I am as near a Joan Didion fanboy as I can get (about anyone)— having read most of her books and had the singular pleasure of a chat with her around the time of the publication of her last novel The Last Thing He Wanted. But for some (I do shy away from stories fact or fiction, about parents losing their children) reasons I have had zero interest in reading her latest offering.
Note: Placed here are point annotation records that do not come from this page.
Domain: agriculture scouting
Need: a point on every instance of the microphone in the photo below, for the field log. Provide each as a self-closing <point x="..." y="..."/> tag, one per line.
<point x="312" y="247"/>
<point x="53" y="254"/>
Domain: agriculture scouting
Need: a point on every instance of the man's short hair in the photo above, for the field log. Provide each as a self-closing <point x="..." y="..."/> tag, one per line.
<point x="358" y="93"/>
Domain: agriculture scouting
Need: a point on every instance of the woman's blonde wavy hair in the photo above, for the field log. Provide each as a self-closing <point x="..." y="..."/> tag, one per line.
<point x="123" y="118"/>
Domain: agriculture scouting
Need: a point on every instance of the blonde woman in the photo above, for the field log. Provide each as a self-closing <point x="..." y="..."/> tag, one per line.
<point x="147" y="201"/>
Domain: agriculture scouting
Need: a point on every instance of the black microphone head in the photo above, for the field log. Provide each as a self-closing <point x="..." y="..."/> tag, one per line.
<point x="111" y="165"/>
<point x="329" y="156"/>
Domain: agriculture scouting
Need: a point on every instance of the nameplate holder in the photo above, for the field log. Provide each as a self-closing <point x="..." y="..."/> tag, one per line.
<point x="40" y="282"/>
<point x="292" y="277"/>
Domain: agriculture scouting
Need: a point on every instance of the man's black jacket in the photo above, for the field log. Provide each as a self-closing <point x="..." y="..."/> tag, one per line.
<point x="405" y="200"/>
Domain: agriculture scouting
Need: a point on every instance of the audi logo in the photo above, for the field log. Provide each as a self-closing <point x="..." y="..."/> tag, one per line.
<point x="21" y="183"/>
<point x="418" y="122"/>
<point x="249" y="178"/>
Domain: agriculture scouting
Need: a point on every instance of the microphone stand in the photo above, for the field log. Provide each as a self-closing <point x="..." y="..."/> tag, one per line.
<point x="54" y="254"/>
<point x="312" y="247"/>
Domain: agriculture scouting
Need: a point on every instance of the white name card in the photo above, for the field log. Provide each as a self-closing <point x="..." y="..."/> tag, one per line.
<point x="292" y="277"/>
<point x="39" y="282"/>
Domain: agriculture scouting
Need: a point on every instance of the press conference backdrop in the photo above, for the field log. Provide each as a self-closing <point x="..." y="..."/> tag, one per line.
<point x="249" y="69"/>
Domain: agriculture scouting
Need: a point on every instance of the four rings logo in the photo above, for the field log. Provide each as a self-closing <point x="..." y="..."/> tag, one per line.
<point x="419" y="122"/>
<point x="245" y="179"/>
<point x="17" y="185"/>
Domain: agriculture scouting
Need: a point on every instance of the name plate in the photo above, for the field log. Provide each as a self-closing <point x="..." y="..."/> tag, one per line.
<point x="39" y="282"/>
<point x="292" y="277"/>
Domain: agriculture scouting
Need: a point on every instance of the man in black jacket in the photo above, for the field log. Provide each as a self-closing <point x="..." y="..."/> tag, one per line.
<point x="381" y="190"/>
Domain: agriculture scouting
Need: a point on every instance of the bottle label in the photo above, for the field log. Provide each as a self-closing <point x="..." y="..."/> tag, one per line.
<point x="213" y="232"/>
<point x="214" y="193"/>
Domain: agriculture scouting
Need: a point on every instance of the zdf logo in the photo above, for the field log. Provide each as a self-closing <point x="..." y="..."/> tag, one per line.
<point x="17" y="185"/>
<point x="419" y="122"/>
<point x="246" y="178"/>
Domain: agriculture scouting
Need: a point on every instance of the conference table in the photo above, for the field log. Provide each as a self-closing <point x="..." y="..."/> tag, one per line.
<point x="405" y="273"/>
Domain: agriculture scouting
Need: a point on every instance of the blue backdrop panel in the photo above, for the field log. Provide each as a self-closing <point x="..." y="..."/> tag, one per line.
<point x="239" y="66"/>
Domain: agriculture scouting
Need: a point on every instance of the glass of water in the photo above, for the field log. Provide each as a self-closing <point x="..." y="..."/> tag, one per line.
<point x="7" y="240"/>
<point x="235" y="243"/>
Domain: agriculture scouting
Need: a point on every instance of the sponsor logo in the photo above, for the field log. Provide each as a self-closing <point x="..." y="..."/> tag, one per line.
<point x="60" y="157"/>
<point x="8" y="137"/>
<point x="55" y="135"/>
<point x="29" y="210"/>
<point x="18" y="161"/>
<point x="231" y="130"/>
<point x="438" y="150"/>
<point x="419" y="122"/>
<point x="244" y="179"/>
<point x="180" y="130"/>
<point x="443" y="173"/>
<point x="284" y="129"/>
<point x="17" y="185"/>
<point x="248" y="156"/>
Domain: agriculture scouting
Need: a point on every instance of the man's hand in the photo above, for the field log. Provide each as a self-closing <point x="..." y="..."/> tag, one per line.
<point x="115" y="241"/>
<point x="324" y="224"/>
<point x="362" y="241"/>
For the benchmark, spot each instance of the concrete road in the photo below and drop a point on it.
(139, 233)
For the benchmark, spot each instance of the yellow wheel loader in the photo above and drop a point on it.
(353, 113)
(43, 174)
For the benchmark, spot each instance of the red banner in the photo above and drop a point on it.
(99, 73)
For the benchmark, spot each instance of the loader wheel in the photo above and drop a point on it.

I suppose if Ms. Joan were to offer her grocery list for publication, it would be more attractive to me.

Having said that, while it is no surprise to me that The Year of Magical Thinking won a National Book Award (actually, nothing about book awards is surprising), I am puzzled about what about this cultural moment has made this book a best seller. I am not aware that Didion’s acute political –cultural observations in the New York Review of Books (perhaps it’s the venue) have attracted the enthusiastic, near hysterical audience as for her more personal work, Where I was From and the newest book. Is it the fascination with the ineffability of death, grief and suffering that is the focus of Didion’s memoir? Or the harrowing experience of losing both one’s life partner and child? Or would it be a hunger for tramping around the private and personal matters of others? Does the numbing effect of a society working overtime, or in the current argot, 24/7, turning us into efficient consuming units make Didion’s hyper sorrowful meditation the ultimate cathartic antidote?

I suppose I should be able to answer these questions but at the moment I can not. Perhaps I’ll have to get around to reading Joan Didion’s book. But not now.